Career Tipper: What is your perspective of how confidence and mindset play a role in salary negotiation?
Griffith: Confidence is very important in salary negotiations. You have to act like you know what you’re talking about–even when you feel like you don’t know. Desperation reads all over your face. Keep an open posture (shoulders back, sit up straight, and smile). These efforts will help you remain confident during the negotiation. Also, before the interview, try to sneak away to the bathroom and stand in a wonder woman pose–shoulders back, legs spread wide, arms bent and fists at your waist. I know this sounds crazy, but studies have shown that standing or sitting in high power positions (such as this one) will raise testosterone levels and lower cortisol levels. Meaning that you’ll go into an interview or the negotiation feeling more powerful and less stressed. Studies have also shown you’ll be more willing to take risks that can be beneficial in a salary negotiation.

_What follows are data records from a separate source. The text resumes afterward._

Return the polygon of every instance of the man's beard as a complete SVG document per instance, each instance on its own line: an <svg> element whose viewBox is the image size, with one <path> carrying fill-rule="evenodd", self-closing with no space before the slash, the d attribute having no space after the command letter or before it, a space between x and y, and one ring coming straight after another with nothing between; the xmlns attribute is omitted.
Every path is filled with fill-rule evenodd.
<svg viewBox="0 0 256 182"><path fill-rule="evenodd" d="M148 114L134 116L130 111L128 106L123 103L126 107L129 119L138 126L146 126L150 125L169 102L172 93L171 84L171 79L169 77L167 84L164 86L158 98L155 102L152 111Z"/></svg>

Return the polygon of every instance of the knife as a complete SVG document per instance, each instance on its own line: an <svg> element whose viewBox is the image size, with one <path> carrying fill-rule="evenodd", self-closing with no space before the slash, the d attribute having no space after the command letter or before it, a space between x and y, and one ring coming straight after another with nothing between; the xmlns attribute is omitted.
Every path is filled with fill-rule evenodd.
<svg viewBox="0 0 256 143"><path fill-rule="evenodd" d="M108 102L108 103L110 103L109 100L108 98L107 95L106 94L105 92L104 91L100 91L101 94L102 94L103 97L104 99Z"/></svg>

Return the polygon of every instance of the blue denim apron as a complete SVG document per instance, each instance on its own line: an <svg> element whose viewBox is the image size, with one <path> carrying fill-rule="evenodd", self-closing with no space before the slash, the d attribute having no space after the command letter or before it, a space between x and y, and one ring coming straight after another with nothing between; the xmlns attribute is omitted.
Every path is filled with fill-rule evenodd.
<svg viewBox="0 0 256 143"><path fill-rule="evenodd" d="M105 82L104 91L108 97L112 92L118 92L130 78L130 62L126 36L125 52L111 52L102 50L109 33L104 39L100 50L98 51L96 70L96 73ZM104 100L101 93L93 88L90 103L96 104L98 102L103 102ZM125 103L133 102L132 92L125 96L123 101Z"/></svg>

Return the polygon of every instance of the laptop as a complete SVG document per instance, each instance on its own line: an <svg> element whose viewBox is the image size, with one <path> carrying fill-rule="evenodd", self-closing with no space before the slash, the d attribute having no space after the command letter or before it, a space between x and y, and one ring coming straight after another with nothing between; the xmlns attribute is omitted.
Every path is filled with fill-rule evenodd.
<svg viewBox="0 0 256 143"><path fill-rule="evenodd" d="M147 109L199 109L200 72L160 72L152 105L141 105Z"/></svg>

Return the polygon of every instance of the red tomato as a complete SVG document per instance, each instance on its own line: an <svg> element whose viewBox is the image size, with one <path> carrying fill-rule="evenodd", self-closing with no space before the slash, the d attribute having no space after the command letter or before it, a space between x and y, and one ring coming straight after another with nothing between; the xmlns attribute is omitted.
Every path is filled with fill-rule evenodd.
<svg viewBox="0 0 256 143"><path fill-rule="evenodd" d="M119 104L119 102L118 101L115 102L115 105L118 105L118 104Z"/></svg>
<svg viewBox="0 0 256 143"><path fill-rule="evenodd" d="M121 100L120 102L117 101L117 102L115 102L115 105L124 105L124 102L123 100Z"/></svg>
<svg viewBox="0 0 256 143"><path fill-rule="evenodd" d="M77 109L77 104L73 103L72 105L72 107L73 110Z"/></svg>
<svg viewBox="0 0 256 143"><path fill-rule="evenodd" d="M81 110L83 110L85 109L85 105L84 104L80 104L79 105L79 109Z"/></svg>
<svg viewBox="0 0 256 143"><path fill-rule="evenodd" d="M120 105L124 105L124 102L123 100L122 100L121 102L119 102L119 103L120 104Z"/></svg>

Career Tipper: What are specific things that professionals need to be prepared to say during salary negotiations meeting?
Griffith: First, try NOT to let them know what your salary range is. Let them make the first move. Of course, if they ask, let them know, but never let them know your lowest range. I always like to say about 10% higher than I’m willing to take. That means 10% higher on the high side and the low side. I would not let them know how low you are willing to take the job for, trust me they’ll start there if they can. Studying the market is key.
Once during an interview, I was laughed at for how much I asked for in an interview once (it was an initial phone interview by the way). When I told her my range, she laughed and told me what they were willing to pay which was much lower than I was willing to go. She said, “nobody would pay you that.” I told her I was already making the low-end of my range and looking for new opportunities to grow, so yes, I was, in fact being paid exactly that. Obviously it wasn’t the right fit for her or me, and that’s ok.
When talking about the money you want to make, you need to emphasize the value you are going to bring to the company. Bring up issues they spoke about in the interview and how you will be able to address them. Remind them that paying you what you’re worth is a solid investment in growing your relationship with the company. The company doesn’t care what your mortgage is or how much day care costs, they care about what you can do for them. Make sure to remind them when you are telling them what you think you are worth.
Make a joke, seriously. I’ve used this tactic successfully in a raise negotiation. A study from the University of Idaho found that making a joke about a million-dollar salary increased subsequent offers by 10%. So when they ask what your salary range is, jokingly say “A million dollars would be nice. Haha.” Then follow-up with what you think is a fair rate for the job. This request will open their expectations to giving you more. It sounds silly but it works.